Note: Here, my meaning of the word ‘normalized metric’ is that Function Point truly accounts for the entire gamut of software development spreading across all the phases from Requirements through Testing. Whereas, LOC pertains to and is an outcome of only one of the phases.
(d) Handling Volatility: The advantage that Function Points bring to early estimation is the fact that they are derived directly from the requirements and hence show the current status of requirements completeness. As new features are added, the function point total will go up accordingly. If the organization decides to remove features or defer them to a subsequent release, the function point metric can also handle this situation very well, and reflect true state.
(e) Use of Historic Data: Once project size has been determined in Function Points, estimates for Duration, Effort, and other costs can be computed by using historic data. Since FP is independent of languages or tools, data from similar past projects can be used to produce consistent results, unlike Lines of Code data which is much tightly tied to languages requiring many other parameters to be taken into account.
(f) Availability of Empirical Formulae: Unlike lines of code, FP can be used more effectively to develop many predictive formulae such as defect potential, maintenance effort which can help pinpoint opportunities for improvement. Caper Jones estimates that Function Points raised to the 1.2 power (FP1.2) estimates the number of test cases. That is, test cases grow at a faster rate than Function Points. This is logically valid because as an application grows, the number of interrelationships within the application becomes more complex, requiring more test cases. Many empirical formulae have been suggested by Caper Jones which are in wide use among FP practitioners.

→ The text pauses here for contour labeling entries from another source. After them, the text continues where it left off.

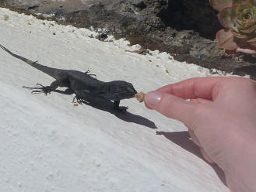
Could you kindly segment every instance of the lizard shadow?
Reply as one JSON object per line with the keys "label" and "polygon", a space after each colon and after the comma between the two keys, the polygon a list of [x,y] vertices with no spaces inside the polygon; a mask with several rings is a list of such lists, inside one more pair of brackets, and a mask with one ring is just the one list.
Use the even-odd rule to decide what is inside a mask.
{"label": "lizard shadow", "polygon": [[126,122],[139,124],[150,129],[157,129],[153,122],[139,115],[127,111],[126,109],[128,108],[126,107],[120,107],[121,108],[124,108],[124,110],[114,108],[114,104],[110,100],[87,99],[86,101],[82,101],[82,103],[94,108],[109,112]]}
{"label": "lizard shadow", "polygon": [[161,135],[165,136],[167,139],[172,141],[175,144],[178,145],[181,148],[184,149],[185,150],[195,154],[202,160],[204,160],[207,164],[212,166],[214,170],[216,173],[217,174],[219,180],[222,183],[226,185],[226,181],[225,179],[224,172],[216,165],[212,164],[207,162],[202,155],[200,153],[199,147],[195,144],[192,140],[190,139],[190,135],[188,132],[156,132],[156,135]]}
{"label": "lizard shadow", "polygon": [[[54,90],[52,91],[52,92],[68,95],[71,95],[73,94],[73,92],[69,91],[68,89],[66,89],[65,91]],[[75,97],[75,98],[73,99],[73,102],[75,98],[76,97]],[[127,107],[121,106],[121,110],[117,110],[114,108],[114,103],[110,100],[88,98],[86,98],[86,100],[79,100],[79,103],[80,103],[81,105],[85,104],[94,108],[113,114],[119,119],[123,120],[126,122],[133,122],[150,129],[157,129],[155,123],[150,121],[149,119],[142,117],[139,115],[132,114],[131,112],[127,111]]]}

(g) Enables Better Communication: FP can help improve communications with senior management since it talks in terms of functionality rather than any implementation details, technical aspects, or physical code. Further more, Function Points are easily understood by the non-technical user. This helps communicate sizing information to a user (or customer) as well.
(h) Offers Better Benchmarking: Since FP is independent of language, development methodology, programming practices, and technology domain, projects using FP become better candidates for benchmarking across organizations and geographies.